Hemos ido de un sitio a otro por la casa, según los estallidos, huyendo de su proximidad, sumidos en su vértigo; finalizamos detrás de la ventana de la sala, donde logramos entrever alucinados, a rachas, las tropas contendientes, sin distinguir a qué ejercito pertenecen, los rostros igual de despiadados… Un estruendo mayor nos remece, desde el huerto mismo… La hora detenida para siempre en las cinco en punto de la tarde. Voy corriendo por el pasillo hasta la puerta que da al huerto, sin importar el peligro; cómo importarme si parece que la guerra ocurre en mi propia casa. Encuentro la fuente de los peces -de lajas pulidas- volada por la mitad; en el piso brillante de agua tiemblan todavía los peces anaranjados, ¿qué hacer, los recojo?, ¿qué pensará Otilia -me digo insensatamente- cuando encuentre este desorden? Reúno pez por pez y los arrojo al cielo, lejos: que Otilia no vea sus peces muertos (Rosero, 2007, p. 101 ).

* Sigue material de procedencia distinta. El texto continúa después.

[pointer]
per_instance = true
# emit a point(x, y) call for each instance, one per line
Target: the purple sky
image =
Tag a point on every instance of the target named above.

En todo territorio que ha sido aquejado por un conflicto armado, se manifiestan los efectos psicológicos negativos de victimarios y víctimas. No es posible hablar de estabilidad mental y emocional de quienes han vivido la guerra en su propia piel; zozobra, miedo, angustia y desesperanza son, entre otras, las principales emociones que determinan la vida en dicho contexto. El trauma ocasionado por una situación de esta índole genera en el individuo la sensación de amenaza constante, pues no hay certeza alguna que indique la terminación del conflicto, menos aun tratándose de Colombia, país históricamente signado por la violencia sociopolítica. La posibilidad de revivir una y otra vez la experiencia amenazante afecta de manera determinante la existencia individual y social, la cual es acechada por el miedo incontrolable a la muerte. Este es el caso de San José, pueblo donde los habitantes que han sobrevivido a los ejércitos y no han abandonado su hogar, aterrorizados, se han quedado allí en medio del hastío y la aflicción, cargando con “un peso enorme -la conciencia inexplicable de una país inexplicable, una carga de poco menos de doscientos años” de violencia (Rosero, 2007, p. 37 ). En términos del psicólogo Aguilera Torrado, académico de la psicología del conflicto armado colombiano:

El efecto de la amenaza es voraz y letal para la vida psíquica, destruye el proyecto individual y familiar de la víctima. La persona cae en una crisis emocional y en un cuadro de ansiedad y depresión por efecto de una serie de ideas irracionales que desbordan el pensamiento. La amenaza hace que la persona permanezca en un estado de alerta permanente…Se convierte en una realidad que paraliza y transforma el significado natural de la muerte, la cual deja de ser identificada como el fin del ciclo vital para convertirse en una sentencia persecutoria y delirante que perturba la estabilidad emocional del amenazado (pp. 18-19).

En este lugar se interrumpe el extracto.